Résumé de la décision
M. A B, ressortissant égyptien, a saisi le tribunal administratif par une requête en référé le 4 mars 2024, demandant au préfet des Hauts-de-Seine de lui fixer un rendez-vous pour enregistrer sa demande de titre de séjour, ainsi que la délivrance d'un récépissé l'autorisant à travailler. Il a justifié sa demande par l'urgence de sa situation, étant marié à une compatriote résidant en France et ayant trois enfants mineurs. Le tribunal a ordonné au préfet de convoquer M. B à un rendez-vous dans un délai d'un mois et a accordé une indemnité de 1 000 euros à M. B, tout en rejetant le surplus des conclusions.
Arguments pertinents
1. Urgence de la situation : Le tribunal a reconnu que M. B était dans une situation de précarité, ayant tenté d'obtenir un rendez-vous depuis un an. Le juge a noté que "la condition d'urgence est remplie" en raison de la situation familiale et professionnelle de M. B.

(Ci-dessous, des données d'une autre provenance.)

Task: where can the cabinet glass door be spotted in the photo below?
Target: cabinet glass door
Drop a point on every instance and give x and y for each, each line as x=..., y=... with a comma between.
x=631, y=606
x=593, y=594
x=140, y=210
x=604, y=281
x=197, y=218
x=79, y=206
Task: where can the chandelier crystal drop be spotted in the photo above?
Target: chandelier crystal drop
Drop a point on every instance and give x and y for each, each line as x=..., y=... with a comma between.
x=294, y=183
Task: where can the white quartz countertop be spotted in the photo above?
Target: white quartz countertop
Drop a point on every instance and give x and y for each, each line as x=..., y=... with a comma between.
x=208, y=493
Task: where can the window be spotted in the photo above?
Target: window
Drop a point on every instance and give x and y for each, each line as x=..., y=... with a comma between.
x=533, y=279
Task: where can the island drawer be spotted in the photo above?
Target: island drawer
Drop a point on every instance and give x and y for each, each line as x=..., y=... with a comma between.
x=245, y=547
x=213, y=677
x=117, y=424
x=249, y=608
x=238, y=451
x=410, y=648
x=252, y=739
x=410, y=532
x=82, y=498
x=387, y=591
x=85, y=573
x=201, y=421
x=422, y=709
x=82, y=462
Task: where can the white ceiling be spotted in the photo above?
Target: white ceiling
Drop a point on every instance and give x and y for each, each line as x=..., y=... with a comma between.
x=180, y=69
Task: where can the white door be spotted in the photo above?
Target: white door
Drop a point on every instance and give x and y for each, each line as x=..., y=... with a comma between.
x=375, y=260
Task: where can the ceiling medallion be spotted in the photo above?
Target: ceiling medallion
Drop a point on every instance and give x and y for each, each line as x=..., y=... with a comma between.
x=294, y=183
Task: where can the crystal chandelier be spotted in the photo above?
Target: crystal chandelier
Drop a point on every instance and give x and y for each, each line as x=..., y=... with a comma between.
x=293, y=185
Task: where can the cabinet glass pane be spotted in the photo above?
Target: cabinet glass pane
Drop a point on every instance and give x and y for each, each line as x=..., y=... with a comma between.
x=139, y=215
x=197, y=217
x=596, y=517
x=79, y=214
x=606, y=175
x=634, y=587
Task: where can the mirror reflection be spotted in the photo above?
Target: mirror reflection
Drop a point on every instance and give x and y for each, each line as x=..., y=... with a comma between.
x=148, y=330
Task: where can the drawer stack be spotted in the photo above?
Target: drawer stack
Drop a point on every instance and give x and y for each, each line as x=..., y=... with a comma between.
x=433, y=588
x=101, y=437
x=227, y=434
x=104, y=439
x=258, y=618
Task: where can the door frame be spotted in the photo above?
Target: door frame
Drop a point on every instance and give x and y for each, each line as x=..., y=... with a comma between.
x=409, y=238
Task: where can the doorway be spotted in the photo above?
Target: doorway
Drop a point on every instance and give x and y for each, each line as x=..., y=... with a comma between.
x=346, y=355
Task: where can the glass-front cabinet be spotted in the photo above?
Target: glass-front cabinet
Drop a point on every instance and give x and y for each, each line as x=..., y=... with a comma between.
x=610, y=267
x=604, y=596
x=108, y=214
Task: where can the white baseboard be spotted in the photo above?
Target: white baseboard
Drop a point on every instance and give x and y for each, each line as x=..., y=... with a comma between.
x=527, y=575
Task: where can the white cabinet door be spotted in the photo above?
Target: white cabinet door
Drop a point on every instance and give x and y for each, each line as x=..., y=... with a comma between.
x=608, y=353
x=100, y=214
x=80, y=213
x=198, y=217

2. Utilité de la mesure : La décision souligne que la mesure demandée est utile pour permettre à M. B d'obtenir un titre de séjour, ce qui est essentiel pour sa vie professionnelle et familiale en France. Le tribunal a affirmé que "la mesure sollicitée est utile dès lors qu'elle lui permettra d'obtenir un titre de séjour".
3. Absence de contestation sérieuse : Le juge a constaté qu'il n'y avait pas de contestation sérieuse concernant la demande de M. B, ce qui a permis d'accéder à sa requête.
Interprétations et citations légales
1. Article L. 521-3 du code de justice administrative : Cet article permet au juge des référés d'ordonner des mesures utiles en cas d'urgence, même en l'absence de décision administrative préalable. Le tribunal a appliqué cet article en considérant que "le juge des référés peut prescrire, à des fins conservatoires ou à titre provisoire, toutes mesures que l'urgence justifie".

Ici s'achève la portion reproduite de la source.